İNSAN-I KAMİL VE ŞAHSİYET ÖRNEĞİ..
Arapça İkmal kökünden gelen Kemal bir şeyin tamamıdır, Kemal’in(Bir şeyin tamamı)karşılığı ise nakıs(eksik) tir.
“Bugün dininizi ikmal (kamil) ettim ve size olan nimetimi tamamladım” Bu ilahi hitap beşeriyet için Yüce iradenin Vahiy yoluyla ve vahye kamil manada temsil yetkisine sahip örnek ve numune dediğimiz özel bir ilahi ikramdır.ki Biz literatürde buna İsmet Diyoruz.
İsmet sıfatı ikramın ve bu ikramın sahiplerinin sınırları aşma imkanları vermiyor. Yani karakteristik mimari yapı buna müsait değildir.
Tüm dünyada filozof ve ahlakbilimcilerin en çok kafa yordukları İnsanı-ı Kamil prototipi olmuştur, Oysa Allah İnsan türünden olan Peygamber denen ve İsmet sıfatı ile teçhiz ettiği İnsan-i Kamilin en üst sınırında olan ve peygamberlerden sonra bu şahsiyetlerin bıraktıkları yerden mesajlarının devam ettiricisi olan evliya ve Salih kullar ile beşerin ihtiyaç duyduğu şahsiyetleri topluma bir rahmet eseri olarak hep var etmiştir.
Beşeriyet zaman zaman bu kamil olan numunelere zulüm etmiş horlamış alay etmiş ve hatta katl etmekle beraber, İhanet etmiştir.
Peygamberlerin Misyonu Olan Allah’ın Rızasını Bir rahmet eseri olarak Allah’tan aldıkları emir ve tavsiyeleri beşere eksiksiz tebliğ etmek.
Son Peygamberin de mirası Kitabullah ve bu kitaptan İlelebet ve Mutlak olarak ayrılmayacak Kitabın canlı Mümessilleri Ehl-i Beytidir.

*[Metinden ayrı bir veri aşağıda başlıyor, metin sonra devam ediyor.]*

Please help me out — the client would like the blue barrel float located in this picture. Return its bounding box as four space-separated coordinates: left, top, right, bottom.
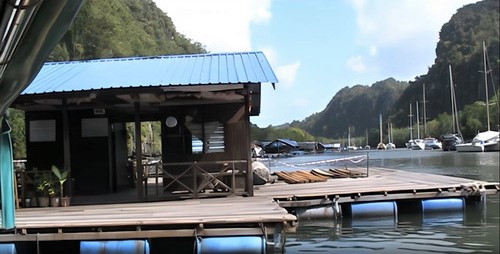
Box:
196 236 266 254
80 240 149 254
350 201 398 227
421 198 465 223
0 116 16 229
0 243 16 254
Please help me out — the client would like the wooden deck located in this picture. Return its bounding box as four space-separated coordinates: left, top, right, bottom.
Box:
254 168 499 207
0 197 296 242
0 168 499 242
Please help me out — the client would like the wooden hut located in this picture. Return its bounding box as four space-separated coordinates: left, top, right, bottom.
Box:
264 139 299 153
13 52 277 198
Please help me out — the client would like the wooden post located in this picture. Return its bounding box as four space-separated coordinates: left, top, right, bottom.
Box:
134 98 144 200
62 98 73 196
244 86 253 197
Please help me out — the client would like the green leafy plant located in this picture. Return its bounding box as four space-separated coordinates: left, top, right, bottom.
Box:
36 172 55 197
52 165 69 198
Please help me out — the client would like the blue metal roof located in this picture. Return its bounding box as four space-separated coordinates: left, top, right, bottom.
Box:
22 52 278 94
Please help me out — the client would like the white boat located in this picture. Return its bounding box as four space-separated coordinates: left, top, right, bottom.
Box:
455 131 500 152
455 42 500 152
441 65 464 151
377 114 387 150
424 138 443 150
411 138 425 150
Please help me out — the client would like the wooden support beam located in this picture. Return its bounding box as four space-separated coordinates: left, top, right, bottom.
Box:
134 98 144 200
62 98 73 196
244 86 253 197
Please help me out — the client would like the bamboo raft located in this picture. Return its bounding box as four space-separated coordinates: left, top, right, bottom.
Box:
255 168 500 208
0 168 500 242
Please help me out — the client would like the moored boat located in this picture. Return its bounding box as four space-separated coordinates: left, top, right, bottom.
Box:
455 131 500 152
441 134 463 151
424 138 442 150
411 138 425 150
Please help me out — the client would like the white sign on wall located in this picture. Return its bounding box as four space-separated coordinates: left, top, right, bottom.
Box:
29 120 56 142
82 118 108 138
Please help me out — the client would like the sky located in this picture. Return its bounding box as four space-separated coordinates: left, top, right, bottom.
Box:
154 0 477 127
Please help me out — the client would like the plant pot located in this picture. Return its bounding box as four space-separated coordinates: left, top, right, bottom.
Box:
61 197 71 207
30 197 38 207
24 198 31 208
38 197 49 207
50 197 59 207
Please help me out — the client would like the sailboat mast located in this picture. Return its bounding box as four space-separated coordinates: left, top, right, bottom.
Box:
416 101 420 139
483 41 490 131
448 64 456 133
379 114 383 143
391 123 394 143
365 129 368 145
422 83 427 136
387 123 391 144
347 126 351 147
408 103 413 140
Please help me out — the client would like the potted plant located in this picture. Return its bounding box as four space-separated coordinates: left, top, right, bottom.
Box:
47 185 59 207
52 165 70 206
36 173 53 207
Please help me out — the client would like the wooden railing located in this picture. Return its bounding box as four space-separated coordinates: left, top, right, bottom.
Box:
143 160 247 198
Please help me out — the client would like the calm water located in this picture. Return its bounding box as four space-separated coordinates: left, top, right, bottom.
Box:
266 149 500 253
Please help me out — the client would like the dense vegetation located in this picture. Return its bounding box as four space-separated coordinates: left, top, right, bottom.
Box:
5 0 500 158
291 78 408 138
8 0 206 158
393 0 500 126
49 0 205 61
256 0 500 146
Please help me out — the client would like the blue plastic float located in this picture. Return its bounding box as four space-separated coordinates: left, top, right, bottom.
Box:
196 236 266 254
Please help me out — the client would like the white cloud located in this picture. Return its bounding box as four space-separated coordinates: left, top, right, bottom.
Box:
276 61 300 87
292 97 309 107
154 0 272 52
351 0 477 48
259 47 278 66
346 56 366 72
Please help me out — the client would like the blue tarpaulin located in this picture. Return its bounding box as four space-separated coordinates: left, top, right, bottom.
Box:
0 119 15 229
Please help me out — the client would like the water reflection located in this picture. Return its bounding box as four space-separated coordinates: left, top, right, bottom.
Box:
282 150 500 253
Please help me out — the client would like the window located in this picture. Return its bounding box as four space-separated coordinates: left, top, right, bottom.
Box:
186 121 225 154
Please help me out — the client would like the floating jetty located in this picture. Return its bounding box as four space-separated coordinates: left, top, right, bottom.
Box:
0 168 499 253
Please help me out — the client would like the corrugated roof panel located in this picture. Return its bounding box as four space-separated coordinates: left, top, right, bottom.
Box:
22 52 278 94
210 55 220 84
255 54 278 80
226 55 238 83
218 55 228 83
234 54 248 83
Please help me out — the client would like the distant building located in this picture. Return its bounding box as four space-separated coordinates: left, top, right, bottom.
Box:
264 139 299 153
13 52 277 197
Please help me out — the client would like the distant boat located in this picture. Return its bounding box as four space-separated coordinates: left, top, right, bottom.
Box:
456 41 500 152
377 114 386 150
385 123 396 149
411 138 425 150
411 101 425 150
422 83 442 150
441 65 464 151
406 103 415 149
456 131 500 152
424 138 443 150
441 133 463 151
347 126 358 151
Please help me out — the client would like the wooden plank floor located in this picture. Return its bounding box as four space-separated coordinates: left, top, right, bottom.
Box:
11 197 296 229
254 168 498 200
0 168 498 242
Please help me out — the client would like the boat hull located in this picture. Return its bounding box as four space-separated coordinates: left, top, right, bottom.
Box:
455 143 484 152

Son peygamberden devraldığı Nübüvvet sancağını kemal sıfatıyla öne çıkan İmam Ali(as) İlim, Adalet basiret, Feraset, ve cesaretiyle liyakat ölçüleri dahilinde İnsanlığa ve bu ümmete devreden bir şahsiyet elbette tüm beşeriyetin sermayesidir.
Bu numunelere ilahi İkram ve hitap temiz değil; ter temiz olma halidir. Nitekim Kitabı kerimde “Ey Ehlibeyt, Allah ancak sizden her türlü fenalığı-kötülüğü uzaklaştırmayı ve sizi tertemiz kılmayı irade etmiştir.”(Ahzap, 33)
Bu ayet Nazil olduğunda Peygamber(sav),Ali, Fatıma, Hasan ve Hüseyin’(as)i Abasının altına alarak bu ayeti beyan etmesi ve devamında peygamber eşlerinin beni de abanın altına alın demelerine rağmen ilahi irade Aba’nın altına başka birine Müsaade etmemiştir.
Peygamber vefat ettiği gün bu ayeti hatırlayan olmadı maalesef,
Ne yazık ki Peygamber vefat edince ümmet bu ayeti unuttu ve sevap ve çerez niyetine okuyup ölülerine sevap makinası olarak tekerleme yaptılar ama fiillerinde bu ayete muhalefet ederek imanlarına zulüm ve nifak bulaştırdılar.
İslam tam ve kamil manada Pratiklerinde Kurumsallaşmadan ve ümmetin pratiklerine tamamen hakim olmadan ve Bu masumiyet karinesi dikkate alınmadan Liderlik ve önderlik tercihleri de günümüze kadar süren tevillerin gündemini oluşturdu.
Çoğu İnsanın haklı olarak bu ümmet neden? bu kadar bölük/pörçük parça/ purça hizip, kutup, Mezhep, meşrep ve guruplara ayrıldı? Gibi sorunun esas karşılığı belki de bu ilahi hitaba kulak tıkamalarından ve sırt dönmelerinden kaynaklandığını düşünmeden böyle bir sorunun muhatabı oldular.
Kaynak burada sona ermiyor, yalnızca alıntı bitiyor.